The prime minister lashed out at media, calling them the "thought police."

Prime Minister Benjamin Netanyahu speaks at a rally. (photo credit: AVSHALOM SASSONI/MAARIV)
Prime Minister Benjamin Netanyahu speaks at a rally.
(photo credit: AVSHALOM SASSONI/MAARIV)
The Likud came out en masse in Tel Aviv on Wednesday night to support Prime Minister Benjamin Netanyahu, who lashed out at the media to a responsive chorus of resounding boos.
Netanyahu accused the Left and the media of being one and the same, together on “an obsessive, unprecedented witch-hunt against me and my family, seeking to overthrow the government.... Their goal is to put inappropriate pressure on law enforcement, with no connection to justice.”
The prime minister called the media the “thought police.”
“God forbid if you think differently from them!” he quipped.
Netanyahu also pointed out to the adoring crowd how “the fake news media repeated that if we don’t withdraw from territories in our homeland, Israel will be isolated and weak and abandoned. Remember their cries? Isolation, isolation, isolation.”
The crowd showed its own distaste for members of the press, confronting some of them with shouts, while others held signs describing the media with obscenities.
“They’re just jealous of Bibi,” one woman said while waiting on line to go through security. During Netanyahu’s speech, another attendee scoffed that the TV news would probably manipulate the boos for the media to seem like the prime minister was the target.
The rally was held in a packed hall at the Tel Aviv Fairgrounds, after it was moved from a smaller location due to the large number of Likud members who signed up to attend.

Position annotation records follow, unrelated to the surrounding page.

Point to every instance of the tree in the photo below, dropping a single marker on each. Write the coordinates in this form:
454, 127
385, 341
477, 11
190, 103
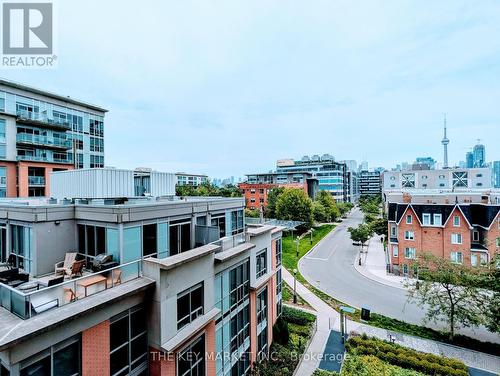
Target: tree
327, 201
360, 234
319, 212
294, 205
272, 198
446, 292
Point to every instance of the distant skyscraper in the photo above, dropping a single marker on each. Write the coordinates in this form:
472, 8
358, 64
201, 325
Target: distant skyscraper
479, 155
496, 174
469, 160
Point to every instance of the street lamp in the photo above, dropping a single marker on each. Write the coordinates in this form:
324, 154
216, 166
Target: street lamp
294, 286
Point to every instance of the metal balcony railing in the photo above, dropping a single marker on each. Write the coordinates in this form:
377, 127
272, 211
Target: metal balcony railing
43, 140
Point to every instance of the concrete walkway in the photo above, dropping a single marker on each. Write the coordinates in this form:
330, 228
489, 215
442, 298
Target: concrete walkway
373, 265
329, 319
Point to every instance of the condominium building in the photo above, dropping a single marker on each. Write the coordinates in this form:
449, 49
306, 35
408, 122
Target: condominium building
370, 183
257, 186
170, 286
194, 180
465, 233
41, 132
447, 179
332, 176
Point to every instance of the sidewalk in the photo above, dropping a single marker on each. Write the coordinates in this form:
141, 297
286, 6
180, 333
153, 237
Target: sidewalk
329, 319
373, 265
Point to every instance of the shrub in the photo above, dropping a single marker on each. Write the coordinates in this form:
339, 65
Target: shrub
406, 358
295, 316
281, 333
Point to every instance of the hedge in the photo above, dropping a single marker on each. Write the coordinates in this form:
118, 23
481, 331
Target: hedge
406, 358
295, 316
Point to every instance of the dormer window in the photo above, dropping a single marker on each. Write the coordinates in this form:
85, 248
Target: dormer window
426, 219
438, 220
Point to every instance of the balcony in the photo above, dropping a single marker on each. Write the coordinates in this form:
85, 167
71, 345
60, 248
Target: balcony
49, 142
28, 304
38, 181
36, 158
41, 119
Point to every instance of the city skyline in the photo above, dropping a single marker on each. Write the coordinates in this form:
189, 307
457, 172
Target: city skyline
193, 89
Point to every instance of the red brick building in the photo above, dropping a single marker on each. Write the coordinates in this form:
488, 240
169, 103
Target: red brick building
467, 234
257, 186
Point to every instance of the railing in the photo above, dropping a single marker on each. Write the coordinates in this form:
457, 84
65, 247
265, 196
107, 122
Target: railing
43, 140
229, 242
43, 118
26, 305
36, 180
37, 158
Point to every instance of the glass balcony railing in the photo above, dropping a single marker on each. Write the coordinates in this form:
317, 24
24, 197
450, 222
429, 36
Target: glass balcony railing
36, 180
43, 140
27, 305
43, 118
37, 158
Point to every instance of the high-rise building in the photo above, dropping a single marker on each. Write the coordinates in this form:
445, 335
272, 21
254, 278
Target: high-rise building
41, 132
496, 174
164, 286
332, 176
469, 160
479, 153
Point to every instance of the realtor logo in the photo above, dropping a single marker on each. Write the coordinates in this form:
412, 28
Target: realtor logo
28, 35
27, 28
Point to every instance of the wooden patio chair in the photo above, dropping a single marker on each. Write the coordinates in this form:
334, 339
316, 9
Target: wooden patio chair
64, 267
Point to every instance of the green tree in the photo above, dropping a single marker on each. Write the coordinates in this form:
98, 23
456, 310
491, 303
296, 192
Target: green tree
272, 198
319, 212
294, 205
326, 200
446, 292
360, 234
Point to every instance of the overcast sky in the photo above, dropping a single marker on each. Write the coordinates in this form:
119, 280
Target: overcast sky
227, 87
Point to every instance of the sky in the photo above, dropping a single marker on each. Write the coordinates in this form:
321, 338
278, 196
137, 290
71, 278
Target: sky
228, 87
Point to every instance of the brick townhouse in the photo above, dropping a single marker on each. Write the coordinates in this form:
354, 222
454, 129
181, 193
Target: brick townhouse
465, 233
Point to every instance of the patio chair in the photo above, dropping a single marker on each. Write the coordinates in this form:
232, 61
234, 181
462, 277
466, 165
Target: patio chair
64, 267
77, 269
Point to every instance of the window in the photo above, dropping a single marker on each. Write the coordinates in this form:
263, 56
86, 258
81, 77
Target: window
189, 305
409, 235
179, 236
128, 342
61, 359
261, 263
410, 253
456, 238
426, 219
191, 361
279, 250
438, 219
456, 257
91, 241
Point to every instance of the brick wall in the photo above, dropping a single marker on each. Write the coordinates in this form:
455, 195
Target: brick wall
95, 350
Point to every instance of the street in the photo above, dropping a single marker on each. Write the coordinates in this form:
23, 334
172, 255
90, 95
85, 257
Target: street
330, 267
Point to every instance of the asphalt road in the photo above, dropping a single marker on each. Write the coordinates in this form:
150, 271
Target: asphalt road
330, 267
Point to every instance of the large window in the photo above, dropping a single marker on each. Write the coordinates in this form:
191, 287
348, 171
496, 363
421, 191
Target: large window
62, 359
261, 263
128, 342
91, 241
191, 361
21, 246
180, 236
279, 250
189, 305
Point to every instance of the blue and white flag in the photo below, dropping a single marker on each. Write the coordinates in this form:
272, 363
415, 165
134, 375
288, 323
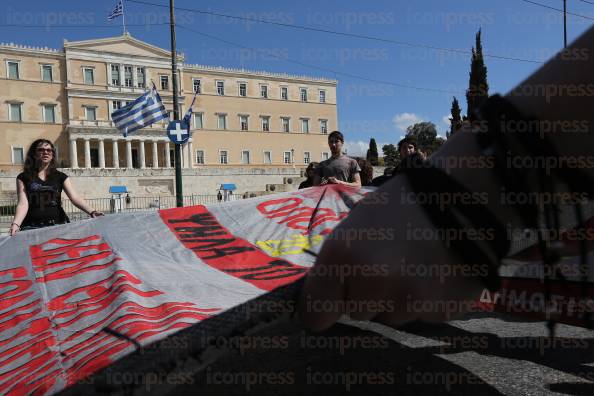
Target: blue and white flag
144, 111
118, 11
188, 116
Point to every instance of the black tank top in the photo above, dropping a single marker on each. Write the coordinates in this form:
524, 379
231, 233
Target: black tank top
45, 199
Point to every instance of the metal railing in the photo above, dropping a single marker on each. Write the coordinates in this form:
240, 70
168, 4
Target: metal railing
109, 205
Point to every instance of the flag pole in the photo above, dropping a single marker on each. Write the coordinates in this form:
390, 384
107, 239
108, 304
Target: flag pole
564, 23
123, 17
179, 197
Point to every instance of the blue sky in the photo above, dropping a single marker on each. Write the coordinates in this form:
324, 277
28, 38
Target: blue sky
512, 28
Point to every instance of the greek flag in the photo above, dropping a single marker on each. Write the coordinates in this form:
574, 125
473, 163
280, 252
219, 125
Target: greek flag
118, 11
144, 111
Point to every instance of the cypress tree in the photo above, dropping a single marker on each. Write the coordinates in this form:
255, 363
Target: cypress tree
456, 118
478, 88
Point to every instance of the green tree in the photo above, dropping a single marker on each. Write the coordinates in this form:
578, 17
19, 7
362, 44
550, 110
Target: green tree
391, 157
372, 154
426, 135
478, 88
456, 118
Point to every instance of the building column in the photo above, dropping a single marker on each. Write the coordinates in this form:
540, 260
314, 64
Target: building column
167, 156
101, 154
73, 154
141, 156
184, 155
190, 159
155, 154
115, 153
129, 154
87, 153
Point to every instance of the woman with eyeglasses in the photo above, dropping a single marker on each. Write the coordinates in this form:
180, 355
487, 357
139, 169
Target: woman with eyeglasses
39, 191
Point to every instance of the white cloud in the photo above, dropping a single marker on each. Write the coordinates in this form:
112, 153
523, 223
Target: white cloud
356, 149
404, 120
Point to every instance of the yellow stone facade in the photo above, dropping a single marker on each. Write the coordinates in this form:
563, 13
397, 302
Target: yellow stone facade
241, 118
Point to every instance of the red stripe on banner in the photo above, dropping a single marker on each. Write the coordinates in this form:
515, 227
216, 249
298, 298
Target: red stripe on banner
569, 302
199, 231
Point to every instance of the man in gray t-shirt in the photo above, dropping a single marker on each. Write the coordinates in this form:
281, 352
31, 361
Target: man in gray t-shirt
338, 169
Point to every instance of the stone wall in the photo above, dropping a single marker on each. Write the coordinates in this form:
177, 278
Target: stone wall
94, 183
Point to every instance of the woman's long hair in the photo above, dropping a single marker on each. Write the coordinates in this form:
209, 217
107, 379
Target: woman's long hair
31, 167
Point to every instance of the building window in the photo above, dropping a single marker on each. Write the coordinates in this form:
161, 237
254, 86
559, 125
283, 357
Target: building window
245, 157
198, 120
268, 157
128, 76
222, 121
243, 122
197, 85
223, 157
88, 76
265, 124
287, 158
49, 113
324, 126
285, 121
303, 94
13, 70
46, 73
306, 157
90, 113
15, 112
18, 156
140, 77
164, 83
305, 125
115, 75
220, 88
200, 157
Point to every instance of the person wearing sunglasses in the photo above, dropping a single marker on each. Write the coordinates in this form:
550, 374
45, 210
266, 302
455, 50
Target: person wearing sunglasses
39, 191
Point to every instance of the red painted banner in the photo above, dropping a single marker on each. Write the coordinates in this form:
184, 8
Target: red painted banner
199, 231
94, 319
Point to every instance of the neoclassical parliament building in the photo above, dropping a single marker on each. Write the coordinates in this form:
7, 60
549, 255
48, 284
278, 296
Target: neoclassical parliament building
241, 118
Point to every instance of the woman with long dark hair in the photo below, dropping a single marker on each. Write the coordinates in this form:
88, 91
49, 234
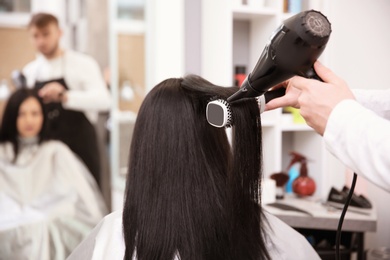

People held signs warning of a putsch and saying “the Left thinks the rule of law is a joke.” They sang, “Bibi, king of Israel,” to the tune of the song about King David, and toted posters – on which Netanyahu’s face was emblazoned – bearing the slogan “My prime minister.”
Coalition chairman David Bitan, who organized the demonstration in response to the protests held every Saturday night near Attorney- General Avichai Mandelblit’s home calling for him to indict Netanyahu, was mobbed by party members hoping to take photos with him. Controversial MK Oren Hazan, who called the State Attorney’s Office “a stable that’s full of crap that needs to be cleaned up,” took selfie after selfie with fans.
The prime minister – who faces multiple police investigations – warned that the Palestinians hope he gets convicted of corruption, because they know he won’t make concessions they want, such as “retreating to the 1967 borders, to the outskirts of Kfar Saba.”
In 1992, Netanyahu said, the Left claimed that thenprime minister Yitzhak Shamir was corrupt, ousted him, “and then we got Oslo and exploding buses. Now they’re doing the same to me and my wife,” adding that the media don’t tell the public how Sara Netanyahu, who was in attendance, helps Holocaust survivors and children with cancer.
“Instead, they’re busy with who changes light bulbs [at the Prime Minister’s Residence] or served tea to her father, a righteous man, when he was on his deathbed. Shame! There are rumors that the media will demand that the police investigate [my dog] Kaya under caution,” he added.
Netanyahu also mocked former prime minister Ehud Barak, who has taken to recording online videos criticizing the prime minister, as an “old man with a new beard,” whose comments are “nonsense.”
The prime minister said a Likud member told him that the Left “knows they can’t win in the ballot booth, so they are trying to circumvent democracy and topple me without elections. They know that because we win time after time, because we brought Israel to the best situation in its history. We turned the country into a world power. If the Left wants to challenge us, it’ll have to do it at the voting stations.
Mayor of Jerusalem Nir Barkat voices his support for Benjamin Netanyahu (Lahav Harkov)
“In the next election we won’t just get 30 [Knesset] seats,” like the Likud has now, Netanyahu said, “we’ll get 40.”